Greed is nothing more than a survival instinct. In nature, too much food is always better than too little.

However, nature is wise, and she balanced out our instinct for greed with the fact that natural wealth has an expiry date. It made no sense for a tribe to wipe out an entire population of bison, because even the best preserved meat would rot before it could be used, leaving nothing to hunt in future seasons. Likewise, it made no sense for a tribal chief to keep all the food for himself, tossing aside a few gnawed upon bones for the rest of the tribe to fight over, because that too would rot before he could eat it.

Hunting large game animals with nothing more than pointy sticks requires a group effort. There’s a video on YouTube of modern tribes hunting an elephant with spears, and it’s a gruesome, and dangerous task. Tribal leaders knew that unless the whole tribe was well fed, well nourished, and in peak physical condition, then he would end up starving right alongside them.

Gold does not rot, however. Silver does not go stale. Rubies do not go mouldy. Our transition from a hunter-gatherer society to an agricultural-industrial society meant that for the first time in human history, a person could amass more wealth than they could use in multiple lifetimes, let alone in a single season.

Jeff Bezos does not care that the immigrant working in his warehouse for minimum wage lives in a constant state of fight or flight, thanks to a computer system that tracks his every move to ensure that he keeps working like a robot. The Walton family does not care that the single mom working as a cashier leaves work every day with sore feet, and an aching back, yet STILL has to stop by the food bank on her way home just to feed her children.

They don’t care because they don’t NEED to care. Civilization has allowed us to bypass the safeguards that nature put in place to ensure that we look out for those under our leadership. Society could collapse tomorrow, and Jeff Bezos and the Waltons would continue to spend the rest of their lives in the lap of luxury, with a few faithful servants to grow them food on their private estates, while they watch the rest of the world burn.

In the 1950s, when my grandfather was celebrating the birth of the baby girl who would one day become my mother, CEOs brought home approximately 20x more than their average employee. In those days, single income families were the norm, and a working class man could earn enough to support a wife, 2-3 kids, and a few luxuries. Today CEOs bring home in the ballpark of 350x more than their average employee, while households now require two working parents just to make ends meet.

How do we address the problem of the disappearing middle class, and the ever increasing gap between rich and poor?

I would propose that rather than a system which forces us to pit our genuine desire to do good against our powerful instinct for greed, we instead need a system that works WITH our instincts by once again making wealth perishable unless we care for those under our authority. Laws that make it within the best interest of the wealthy to ensure that those whom they employ are well paid.

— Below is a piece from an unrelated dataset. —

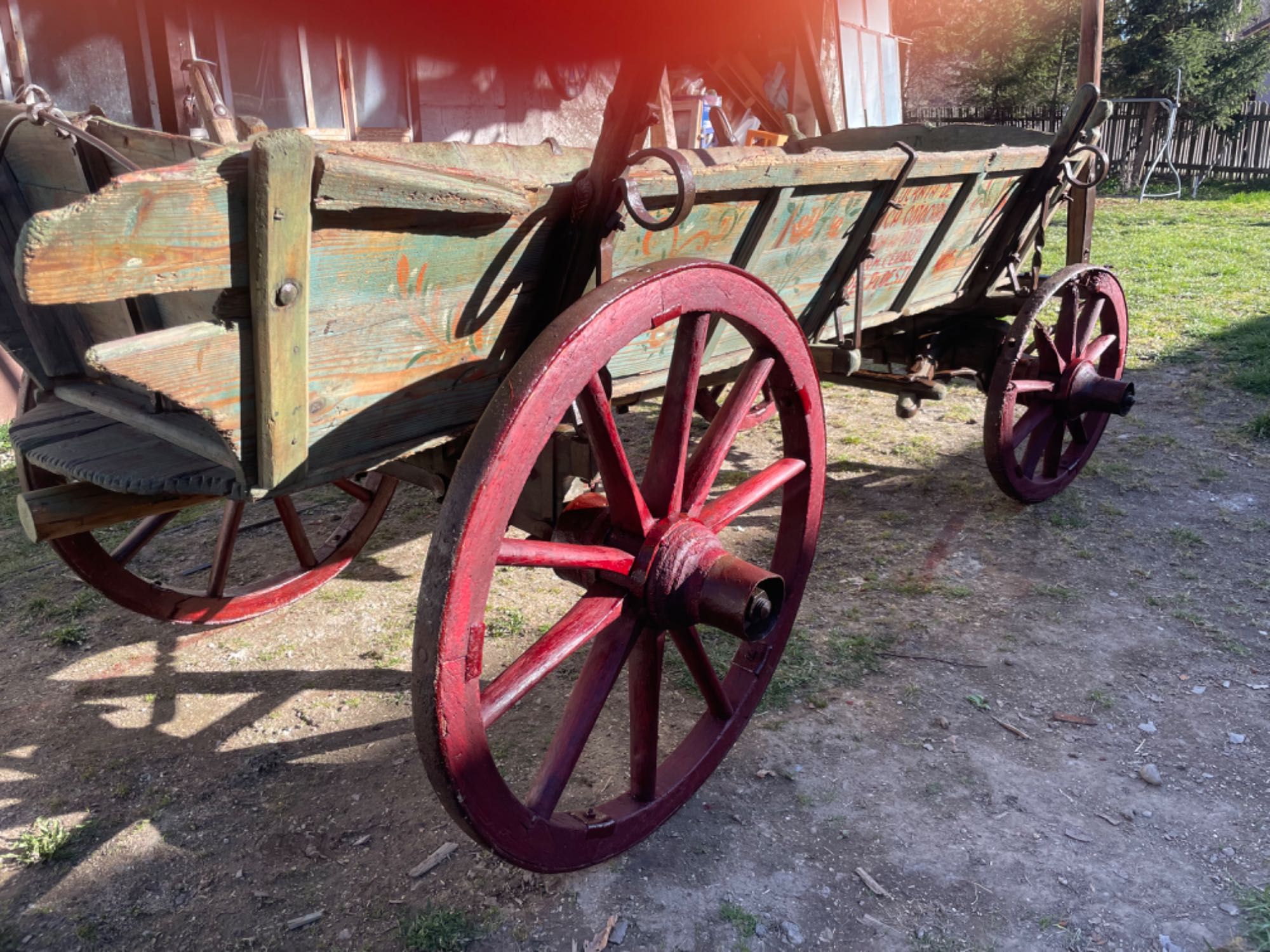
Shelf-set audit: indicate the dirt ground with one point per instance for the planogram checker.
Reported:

One such system might be a set of tax laws whereby a CEO’s tax bracket is determined NOT by how much they bring home in a single year, but is instead determined by how much they bring home in a single year RELATIVE to their employees. If they bring home 1, 2, 3x more than their average employee, they’re in the lowest tax bracket. If they bring home 20x more, they’re in the second highest tax bracket. Anything beyond that threshold would then be taxed at a rate of 100%, and would be ineligible for tax refunds for charitable donations. The CEO can still take home a $3 million paycheque if the shareholders see fit, but it now means that if they want to keep the majority of it, that cashier at Walmart gets a $50k paycheque, with relative pay increases all the way up the corporate ladder.

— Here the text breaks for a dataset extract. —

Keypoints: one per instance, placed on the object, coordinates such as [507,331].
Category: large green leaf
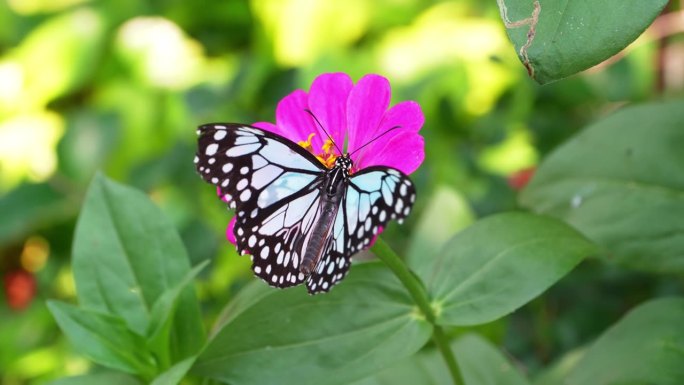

It should be noted that this would benefit businesses as well, as it would now mean that rather than coming into work and doing the bare minimum that they can get away with, employees would now have a vested interest in ensuring that the company is as profitable as possible. The more money the company makes, the more they can afford to pay their CEO, which means the more they’ll have to pay the employees, not unlike a small tribe.

By taking this holistic approach to taxation, we will simulate nature’s wisdom in making wealth perishable, allowing us to once again harness our instinct for greed as a powerful force for good, ensuring that even the lowest members of society are well cared for, and get to partake in their fair share of the wealth that our world has to offer.